Der ehemalige Oberbürgermeister Thomas Geisel will für Wagenknechts neue Partei ins Europaparlament. Er hat seinen Austritt bei der SPD beantragt.

Thomas Geisel, Ex-Oberbürgermeister von Düsseldorf, bei einer 1. Mai-Demonstration 2023 Foto: Michael Gstettenbauer/imago

Berlin taz | „Überrascht und enttäuscht.“ So äußerte sich die Düsseldorfer SPD zum Wechsel des ehemaligen Oberbürgermeisters Thomas Geisel zum Bündnis Sahra Wagenknecht. „Mit der Entscheidung, für das Bündnis für die Europawahl zu kandidieren, hat er sich selbst ins politische Abseits gestellt“, sagte Zanda Martens, SPD-Vorsitzende in Düsseldorf und Bundestagsabgeordnete, der taz.

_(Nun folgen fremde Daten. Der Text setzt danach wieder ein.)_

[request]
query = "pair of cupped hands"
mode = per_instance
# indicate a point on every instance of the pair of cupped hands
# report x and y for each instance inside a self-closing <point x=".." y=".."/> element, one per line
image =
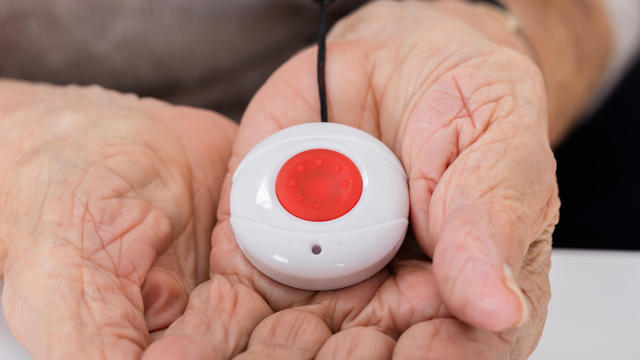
<point x="114" y="210"/>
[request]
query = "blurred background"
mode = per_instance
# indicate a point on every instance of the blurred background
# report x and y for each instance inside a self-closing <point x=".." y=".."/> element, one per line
<point x="599" y="174"/>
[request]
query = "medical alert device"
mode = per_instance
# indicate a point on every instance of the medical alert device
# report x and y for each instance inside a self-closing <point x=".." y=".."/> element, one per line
<point x="319" y="206"/>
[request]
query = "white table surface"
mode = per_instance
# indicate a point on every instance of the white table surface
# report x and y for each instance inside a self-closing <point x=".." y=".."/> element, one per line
<point x="594" y="312"/>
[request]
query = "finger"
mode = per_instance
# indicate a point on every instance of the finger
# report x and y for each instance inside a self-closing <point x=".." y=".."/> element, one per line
<point x="451" y="339"/>
<point x="217" y="322"/>
<point x="165" y="291"/>
<point x="357" y="343"/>
<point x="408" y="297"/>
<point x="495" y="200"/>
<point x="288" y="334"/>
<point x="58" y="311"/>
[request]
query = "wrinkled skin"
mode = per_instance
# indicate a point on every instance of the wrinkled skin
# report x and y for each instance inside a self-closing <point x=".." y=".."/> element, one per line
<point x="466" y="117"/>
<point x="107" y="215"/>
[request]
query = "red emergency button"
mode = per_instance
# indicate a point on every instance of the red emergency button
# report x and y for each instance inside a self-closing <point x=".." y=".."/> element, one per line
<point x="319" y="185"/>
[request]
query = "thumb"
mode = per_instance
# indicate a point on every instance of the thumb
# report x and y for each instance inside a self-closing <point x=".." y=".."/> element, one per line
<point x="493" y="202"/>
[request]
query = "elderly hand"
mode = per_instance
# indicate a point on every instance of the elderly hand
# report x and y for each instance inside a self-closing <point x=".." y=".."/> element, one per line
<point x="107" y="203"/>
<point x="440" y="84"/>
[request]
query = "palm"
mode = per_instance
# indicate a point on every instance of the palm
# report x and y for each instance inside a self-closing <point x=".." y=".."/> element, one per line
<point x="467" y="129"/>
<point x="126" y="191"/>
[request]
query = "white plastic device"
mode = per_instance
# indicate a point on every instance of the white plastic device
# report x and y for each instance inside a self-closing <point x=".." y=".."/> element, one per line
<point x="319" y="206"/>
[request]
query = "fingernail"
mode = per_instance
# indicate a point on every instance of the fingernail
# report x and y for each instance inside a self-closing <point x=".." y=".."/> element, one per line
<point x="512" y="284"/>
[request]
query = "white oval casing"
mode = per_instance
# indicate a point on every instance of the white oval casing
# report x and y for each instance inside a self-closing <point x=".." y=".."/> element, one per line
<point x="354" y="246"/>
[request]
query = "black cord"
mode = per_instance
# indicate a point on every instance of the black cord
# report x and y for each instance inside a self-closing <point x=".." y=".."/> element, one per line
<point x="322" y="56"/>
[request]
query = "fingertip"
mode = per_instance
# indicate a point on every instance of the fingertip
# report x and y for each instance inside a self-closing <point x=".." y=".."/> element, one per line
<point x="177" y="347"/>
<point x="479" y="292"/>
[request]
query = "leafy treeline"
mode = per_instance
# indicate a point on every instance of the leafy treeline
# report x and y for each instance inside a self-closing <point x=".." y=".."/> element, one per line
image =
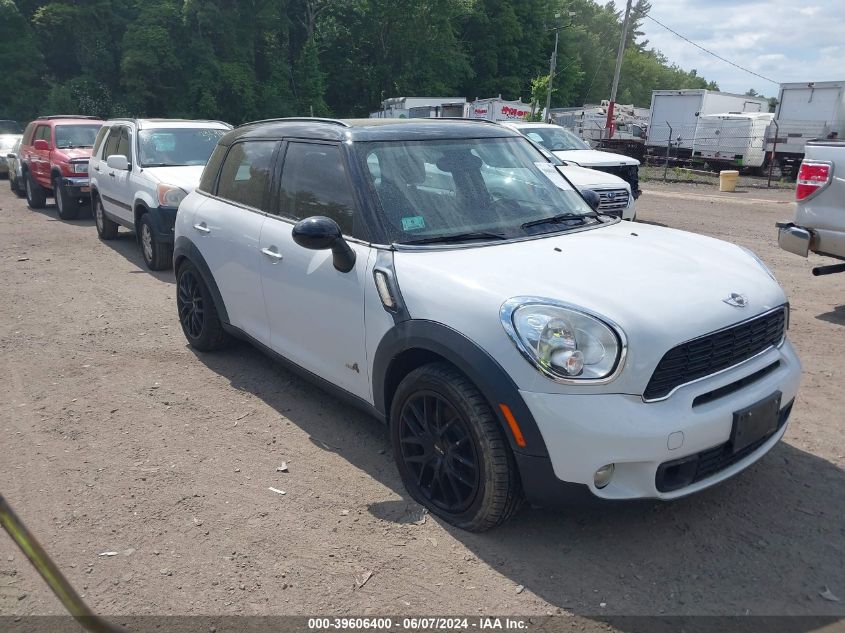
<point x="251" y="59"/>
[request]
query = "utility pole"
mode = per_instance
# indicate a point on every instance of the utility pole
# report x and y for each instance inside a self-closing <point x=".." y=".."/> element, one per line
<point x="552" y="66"/>
<point x="609" y="126"/>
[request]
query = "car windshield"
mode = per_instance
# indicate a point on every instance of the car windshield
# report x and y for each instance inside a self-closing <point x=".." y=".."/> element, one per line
<point x="469" y="189"/>
<point x="172" y="147"/>
<point x="8" y="142"/>
<point x="554" y="138"/>
<point x="70" y="136"/>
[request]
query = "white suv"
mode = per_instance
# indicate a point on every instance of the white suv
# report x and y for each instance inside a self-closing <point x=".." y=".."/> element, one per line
<point x="575" y="151"/>
<point x="140" y="170"/>
<point x="443" y="276"/>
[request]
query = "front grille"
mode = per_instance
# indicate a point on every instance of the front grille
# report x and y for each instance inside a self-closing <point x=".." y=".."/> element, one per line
<point x="613" y="201"/>
<point x="628" y="173"/>
<point x="688" y="470"/>
<point x="715" y="352"/>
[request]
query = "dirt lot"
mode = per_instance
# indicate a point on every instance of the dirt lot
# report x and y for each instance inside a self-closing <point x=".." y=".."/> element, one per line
<point x="116" y="437"/>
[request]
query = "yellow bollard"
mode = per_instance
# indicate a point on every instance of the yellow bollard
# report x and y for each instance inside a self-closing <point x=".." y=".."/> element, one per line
<point x="727" y="180"/>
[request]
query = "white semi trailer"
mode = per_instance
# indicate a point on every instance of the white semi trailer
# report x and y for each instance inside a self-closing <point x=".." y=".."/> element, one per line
<point x="806" y="111"/>
<point x="675" y="115"/>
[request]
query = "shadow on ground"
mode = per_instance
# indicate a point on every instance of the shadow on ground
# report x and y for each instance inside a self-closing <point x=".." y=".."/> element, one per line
<point x="836" y="316"/>
<point x="769" y="541"/>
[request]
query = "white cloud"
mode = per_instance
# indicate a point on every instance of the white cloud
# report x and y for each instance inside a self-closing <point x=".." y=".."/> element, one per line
<point x="769" y="37"/>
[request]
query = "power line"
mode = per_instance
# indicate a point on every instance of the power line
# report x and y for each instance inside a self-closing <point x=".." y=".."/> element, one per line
<point x="727" y="61"/>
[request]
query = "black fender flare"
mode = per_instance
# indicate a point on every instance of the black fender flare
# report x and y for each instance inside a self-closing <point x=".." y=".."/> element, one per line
<point x="491" y="379"/>
<point x="185" y="250"/>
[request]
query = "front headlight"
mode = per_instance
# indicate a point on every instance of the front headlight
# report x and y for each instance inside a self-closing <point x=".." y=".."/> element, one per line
<point x="564" y="342"/>
<point x="170" y="195"/>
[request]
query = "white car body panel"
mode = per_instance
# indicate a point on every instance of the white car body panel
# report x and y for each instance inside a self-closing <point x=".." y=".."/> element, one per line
<point x="675" y="273"/>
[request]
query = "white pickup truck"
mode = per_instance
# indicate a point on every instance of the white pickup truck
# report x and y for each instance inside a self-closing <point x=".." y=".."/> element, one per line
<point x="819" y="224"/>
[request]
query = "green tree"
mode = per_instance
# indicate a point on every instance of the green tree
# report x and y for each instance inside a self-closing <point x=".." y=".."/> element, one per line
<point x="21" y="81"/>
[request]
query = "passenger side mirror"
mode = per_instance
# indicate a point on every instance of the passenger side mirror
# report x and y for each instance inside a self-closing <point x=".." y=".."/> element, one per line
<point x="592" y="198"/>
<point x="319" y="233"/>
<point x="118" y="161"/>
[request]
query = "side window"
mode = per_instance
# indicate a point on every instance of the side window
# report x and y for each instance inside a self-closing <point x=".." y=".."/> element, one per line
<point x="247" y="173"/>
<point x="124" y="147"/>
<point x="111" y="142"/>
<point x="101" y="135"/>
<point x="314" y="182"/>
<point x="209" y="174"/>
<point x="43" y="133"/>
<point x="28" y="134"/>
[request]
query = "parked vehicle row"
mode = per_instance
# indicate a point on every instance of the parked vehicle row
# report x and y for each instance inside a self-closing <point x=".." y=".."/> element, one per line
<point x="444" y="277"/>
<point x="448" y="278"/>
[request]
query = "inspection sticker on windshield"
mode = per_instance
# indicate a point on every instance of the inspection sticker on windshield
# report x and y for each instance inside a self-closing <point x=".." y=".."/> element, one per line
<point x="413" y="223"/>
<point x="551" y="172"/>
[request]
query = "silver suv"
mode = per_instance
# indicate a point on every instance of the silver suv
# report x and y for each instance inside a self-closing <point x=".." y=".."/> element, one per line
<point x="140" y="171"/>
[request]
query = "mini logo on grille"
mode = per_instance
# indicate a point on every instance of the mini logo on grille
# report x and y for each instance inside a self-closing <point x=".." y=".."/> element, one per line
<point x="736" y="300"/>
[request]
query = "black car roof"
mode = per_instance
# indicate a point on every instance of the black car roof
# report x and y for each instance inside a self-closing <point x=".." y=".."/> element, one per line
<point x="369" y="129"/>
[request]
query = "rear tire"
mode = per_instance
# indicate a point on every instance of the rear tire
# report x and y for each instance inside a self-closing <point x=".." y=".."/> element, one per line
<point x="67" y="206"/>
<point x="197" y="313"/>
<point x="157" y="256"/>
<point x="106" y="227"/>
<point x="451" y="451"/>
<point x="36" y="197"/>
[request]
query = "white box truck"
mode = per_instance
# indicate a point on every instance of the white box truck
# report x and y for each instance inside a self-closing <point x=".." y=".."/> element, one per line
<point x="732" y="139"/>
<point x="805" y="111"/>
<point x="676" y="113"/>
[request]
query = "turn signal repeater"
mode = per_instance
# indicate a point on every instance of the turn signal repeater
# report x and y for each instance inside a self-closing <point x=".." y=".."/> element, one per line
<point x="383" y="287"/>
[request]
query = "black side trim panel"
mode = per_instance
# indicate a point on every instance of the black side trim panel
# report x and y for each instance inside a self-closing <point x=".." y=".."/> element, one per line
<point x="493" y="381"/>
<point x="186" y="249"/>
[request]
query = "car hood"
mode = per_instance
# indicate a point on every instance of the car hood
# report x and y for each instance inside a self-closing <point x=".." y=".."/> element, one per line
<point x="595" y="158"/>
<point x="583" y="178"/>
<point x="661" y="286"/>
<point x="186" y="177"/>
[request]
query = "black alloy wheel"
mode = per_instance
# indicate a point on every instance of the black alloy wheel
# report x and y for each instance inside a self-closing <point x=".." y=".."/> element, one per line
<point x="439" y="451"/>
<point x="190" y="302"/>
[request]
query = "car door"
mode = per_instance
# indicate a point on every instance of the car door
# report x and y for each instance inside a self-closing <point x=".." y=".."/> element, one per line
<point x="316" y="312"/>
<point x="226" y="228"/>
<point x="40" y="162"/>
<point x="120" y="193"/>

Sahra Wagenknecht hat am Montag die Gründung ihrer Partei aus dem „Bündnis Sahra Wagenknecht – Vernunft und Gerechtigkeit“ verkündet. Sie stellte zudem die Spitzenkandidaten für die Europawahl vor. Mit dabei war auch der SPD-Politiker Thomas Geisel.

In einer E-Mail an Freun­d*in­nen und Par­tei­kol­le­g*in­nen erklärte Geisel bereits am Donnerstag sein Vorhaben, gemeinsam mit dem ehemaligen Linkenpolitiker Fabio de Masi, die Liste des Bündnisses Sahra Wagenknecht für die Europawahlen im Juni anzuführen.

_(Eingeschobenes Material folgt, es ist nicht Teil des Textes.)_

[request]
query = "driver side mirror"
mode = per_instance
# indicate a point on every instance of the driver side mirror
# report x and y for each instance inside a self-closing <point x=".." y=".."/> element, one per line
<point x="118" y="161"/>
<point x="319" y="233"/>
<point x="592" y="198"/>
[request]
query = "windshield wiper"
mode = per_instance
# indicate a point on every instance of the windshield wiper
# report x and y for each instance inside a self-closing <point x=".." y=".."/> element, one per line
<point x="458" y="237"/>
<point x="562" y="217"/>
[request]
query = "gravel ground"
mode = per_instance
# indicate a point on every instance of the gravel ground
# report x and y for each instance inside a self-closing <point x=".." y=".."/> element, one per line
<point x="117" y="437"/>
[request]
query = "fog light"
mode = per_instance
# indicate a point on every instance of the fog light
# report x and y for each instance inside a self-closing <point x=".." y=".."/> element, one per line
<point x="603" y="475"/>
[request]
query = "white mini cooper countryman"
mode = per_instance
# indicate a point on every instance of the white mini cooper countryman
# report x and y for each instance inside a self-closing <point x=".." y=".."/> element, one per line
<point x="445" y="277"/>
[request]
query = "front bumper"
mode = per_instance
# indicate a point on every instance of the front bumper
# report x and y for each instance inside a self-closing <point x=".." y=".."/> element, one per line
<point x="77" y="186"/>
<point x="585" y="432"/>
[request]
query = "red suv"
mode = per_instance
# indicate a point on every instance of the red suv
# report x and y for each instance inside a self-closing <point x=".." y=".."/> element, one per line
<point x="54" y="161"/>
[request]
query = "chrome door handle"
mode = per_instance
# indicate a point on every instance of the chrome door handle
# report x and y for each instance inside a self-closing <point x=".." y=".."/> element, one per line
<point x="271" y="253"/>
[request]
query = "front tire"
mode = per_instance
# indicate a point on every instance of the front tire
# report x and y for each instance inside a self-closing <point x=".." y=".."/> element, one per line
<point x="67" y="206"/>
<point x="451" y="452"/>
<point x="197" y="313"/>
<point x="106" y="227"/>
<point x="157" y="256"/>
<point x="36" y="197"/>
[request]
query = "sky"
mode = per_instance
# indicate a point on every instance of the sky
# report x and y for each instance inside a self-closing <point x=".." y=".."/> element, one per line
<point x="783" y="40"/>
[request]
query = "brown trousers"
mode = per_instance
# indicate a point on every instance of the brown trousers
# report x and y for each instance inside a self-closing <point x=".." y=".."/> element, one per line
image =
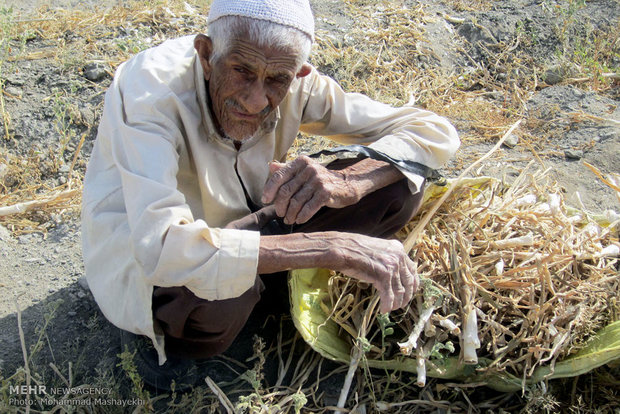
<point x="198" y="328"/>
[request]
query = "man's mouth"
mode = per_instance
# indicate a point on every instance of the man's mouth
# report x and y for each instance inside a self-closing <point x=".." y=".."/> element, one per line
<point x="244" y="116"/>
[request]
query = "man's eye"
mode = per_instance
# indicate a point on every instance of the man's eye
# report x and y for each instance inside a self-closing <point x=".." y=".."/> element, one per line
<point x="280" y="80"/>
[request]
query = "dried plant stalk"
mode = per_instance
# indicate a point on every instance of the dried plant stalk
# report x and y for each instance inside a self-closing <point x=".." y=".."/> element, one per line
<point x="517" y="277"/>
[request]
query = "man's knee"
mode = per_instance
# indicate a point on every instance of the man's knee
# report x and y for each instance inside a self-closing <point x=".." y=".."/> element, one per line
<point x="197" y="328"/>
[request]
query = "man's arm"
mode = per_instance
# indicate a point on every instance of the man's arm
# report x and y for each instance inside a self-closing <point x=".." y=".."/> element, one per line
<point x="300" y="188"/>
<point x="383" y="263"/>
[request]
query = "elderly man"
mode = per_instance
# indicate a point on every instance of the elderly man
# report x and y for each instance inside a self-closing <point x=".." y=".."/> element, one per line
<point x="188" y="198"/>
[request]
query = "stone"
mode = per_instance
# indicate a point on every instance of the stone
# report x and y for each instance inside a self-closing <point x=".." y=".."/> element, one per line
<point x="5" y="234"/>
<point x="95" y="72"/>
<point x="13" y="92"/>
<point x="511" y="141"/>
<point x="554" y="75"/>
<point x="572" y="154"/>
<point x="83" y="283"/>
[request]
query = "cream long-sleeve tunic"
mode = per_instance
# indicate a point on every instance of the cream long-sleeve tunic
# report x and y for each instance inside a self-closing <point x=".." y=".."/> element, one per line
<point x="161" y="183"/>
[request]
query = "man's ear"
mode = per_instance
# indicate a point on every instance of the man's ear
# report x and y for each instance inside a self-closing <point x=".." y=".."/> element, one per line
<point x="204" y="47"/>
<point x="304" y="71"/>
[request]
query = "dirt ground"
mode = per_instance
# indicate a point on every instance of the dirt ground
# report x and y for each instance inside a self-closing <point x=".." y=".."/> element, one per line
<point x="42" y="273"/>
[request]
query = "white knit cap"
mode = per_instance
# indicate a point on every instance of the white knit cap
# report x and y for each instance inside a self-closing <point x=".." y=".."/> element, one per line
<point x="294" y="13"/>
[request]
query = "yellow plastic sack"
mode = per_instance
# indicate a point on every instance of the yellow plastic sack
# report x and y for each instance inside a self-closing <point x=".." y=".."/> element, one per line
<point x="308" y="287"/>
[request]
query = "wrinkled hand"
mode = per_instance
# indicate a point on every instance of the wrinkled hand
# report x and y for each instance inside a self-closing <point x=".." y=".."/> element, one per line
<point x="298" y="189"/>
<point x="385" y="265"/>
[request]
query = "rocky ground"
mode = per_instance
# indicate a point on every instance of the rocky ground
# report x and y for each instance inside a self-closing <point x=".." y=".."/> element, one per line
<point x="53" y="104"/>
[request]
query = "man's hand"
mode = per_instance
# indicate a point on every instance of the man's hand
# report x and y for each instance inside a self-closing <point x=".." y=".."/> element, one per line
<point x="300" y="188"/>
<point x="385" y="265"/>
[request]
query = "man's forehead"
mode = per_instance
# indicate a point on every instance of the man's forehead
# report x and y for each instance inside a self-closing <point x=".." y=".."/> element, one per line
<point x="253" y="54"/>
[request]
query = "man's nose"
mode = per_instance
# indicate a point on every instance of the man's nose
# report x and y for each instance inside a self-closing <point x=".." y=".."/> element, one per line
<point x="255" y="99"/>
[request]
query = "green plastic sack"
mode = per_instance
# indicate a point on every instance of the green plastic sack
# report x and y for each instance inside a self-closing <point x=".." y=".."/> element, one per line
<point x="308" y="287"/>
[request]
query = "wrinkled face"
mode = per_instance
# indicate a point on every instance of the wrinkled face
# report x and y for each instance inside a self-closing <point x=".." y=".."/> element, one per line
<point x="246" y="85"/>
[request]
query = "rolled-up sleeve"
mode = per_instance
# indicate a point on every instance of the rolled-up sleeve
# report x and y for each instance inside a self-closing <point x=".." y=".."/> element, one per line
<point x="169" y="245"/>
<point x="404" y="133"/>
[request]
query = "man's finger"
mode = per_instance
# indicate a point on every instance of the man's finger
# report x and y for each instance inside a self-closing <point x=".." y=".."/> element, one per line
<point x="309" y="209"/>
<point x="275" y="166"/>
<point x="297" y="203"/>
<point x="286" y="192"/>
<point x="280" y="176"/>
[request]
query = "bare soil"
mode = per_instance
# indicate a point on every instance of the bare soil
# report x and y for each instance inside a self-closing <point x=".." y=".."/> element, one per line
<point x="42" y="273"/>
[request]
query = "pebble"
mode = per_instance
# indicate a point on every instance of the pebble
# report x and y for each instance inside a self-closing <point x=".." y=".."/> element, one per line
<point x="572" y="154"/>
<point x="553" y="75"/>
<point x="5" y="234"/>
<point x="13" y="91"/>
<point x="95" y="72"/>
<point x="511" y="141"/>
<point x="83" y="283"/>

In dem Schreiben, das der taz vorliegt, warf er seiner eigenen Partei unter anderem vor, sie betreibe in der Migrations- und Asylpolitik „seit bald 30 Jahren eine ideologisch getriebene Politik der Realitätsverweigerung“. Auch setze sie „Identitätspolitik an die Stelle einer Politik der Chancengerechtigkeit“.

Bis vor Kurzem trat der 60-Jährige noch als stolzer Sozialdemokrat auf und ließ sich im vergangenen Monat für 40 Jahre SPD-Parteibuch feiern. Nun schreibt er: „Meine Entscheidung ist gefallen und ich würde mich freuen, wenn mir viele von Euch dabei folgen würden.“

Nachahmer nicht erwartet

Am Sonntag beantragte Geisel seinen Austritt bei der SPD per E-Mail. Ein Sprecher des zuständigen NRW-Landesverbands bestätigte dies der Deutschen Presse-Agentur.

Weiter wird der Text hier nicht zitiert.